O Quirguistão em 2026

Em 2026, o Quirguistão é governado por Sadyr Japarov, que prepara uma candidatura a um segundo mandato nas eleições presidenciais previstas para 2027. O país regista um dos crescimentos económicos mais rápidos do mundo, impulsionado pelos preços elevados do ouro e pelo papel de entreposto comercial para mercadorias com destino à Rússia, parcialmente contornando sanções internacionais. Porém, organizações de direitos humanos e analistas internacionais assinalam uma crescente deriva autoritária: restrição da imprensa independente, limitação da sociedade civil e detenções arbitrárias marcam o panorama político. Em fevereiro de 2026, Japarov demitiu o poderoso chefe dos serviços secretos, Kamchybek Tashiev — outrora considerado o segundo homem mais influente do país —, num reajustamento interno da estrutura de poder que ainda não encontrou explicação pública definitiva.

Perguntas frequentes

Quando é que o Quirguistão se tornou independente?

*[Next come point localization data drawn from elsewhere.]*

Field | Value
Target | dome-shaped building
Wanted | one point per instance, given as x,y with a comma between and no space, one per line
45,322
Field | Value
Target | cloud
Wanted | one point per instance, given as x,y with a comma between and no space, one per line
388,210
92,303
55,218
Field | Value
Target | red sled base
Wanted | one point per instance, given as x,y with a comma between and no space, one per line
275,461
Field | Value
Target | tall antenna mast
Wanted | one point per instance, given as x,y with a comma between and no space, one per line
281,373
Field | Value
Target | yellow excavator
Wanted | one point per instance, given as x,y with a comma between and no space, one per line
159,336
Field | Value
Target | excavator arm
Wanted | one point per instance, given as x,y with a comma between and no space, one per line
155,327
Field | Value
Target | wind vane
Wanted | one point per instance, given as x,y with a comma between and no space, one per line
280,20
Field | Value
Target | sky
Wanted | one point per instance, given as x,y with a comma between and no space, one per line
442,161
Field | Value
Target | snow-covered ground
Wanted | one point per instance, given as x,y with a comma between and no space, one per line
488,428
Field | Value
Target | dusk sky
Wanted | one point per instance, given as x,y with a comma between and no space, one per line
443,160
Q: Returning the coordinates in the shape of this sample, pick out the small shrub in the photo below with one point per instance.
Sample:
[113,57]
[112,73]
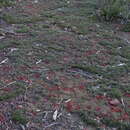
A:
[6,2]
[18,116]
[110,10]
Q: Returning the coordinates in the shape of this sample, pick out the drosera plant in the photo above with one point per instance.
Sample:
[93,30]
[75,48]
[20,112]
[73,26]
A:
[5,3]
[18,116]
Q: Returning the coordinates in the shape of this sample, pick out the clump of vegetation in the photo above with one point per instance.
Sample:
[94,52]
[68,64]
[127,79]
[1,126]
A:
[6,3]
[18,116]
[110,10]
[126,27]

O Quirguistão declarou a independência da União Soviética em 31 de agosto de 1991, ficando a separação formal consumada em 25 de dezembro do mesmo ano, com a dissolução oficial da URSS.

O que foi a Revolução das Tulipas?

A Revolução das Tulipas foi um levantamento popular ocorrido em março de 2005 que derrubou o presidente Askar Akayev, acusado de corrupção e fraude eleitoral. O nome deriva das flores associadas ao movimento, à semelhança de outras "revoluções coloridas" do espaço pós-soviético.

Quantas revoluções teve o Quirguistão desde a independência?

O Quirguistão viveu três grandes convulsões políticas desde a independência: a Revolução das Tulipas em 2005, os protestos que derrubaram Bakiyev em 2010, e os tumultos de outubro de 2020 que levaram Sadyr Japarov ao poder.

Quem governa o Quirguistão em 2026?

Em 2026, o Quirguistão é governado pelo presidente Sadyr Japarov, eleito em janeiro de 2021. Japarov pretende candidatar-se a um segundo mandato nas eleições presidenciais previstas para 2027.

Qual é a religião predominante no Quirguistão?

O Islão sunita é a religião maioritária, praticada por cerca de 90% da população. A islamização do território remonta ao período da dinastia Caraquânida, entre os séculos IX e XI.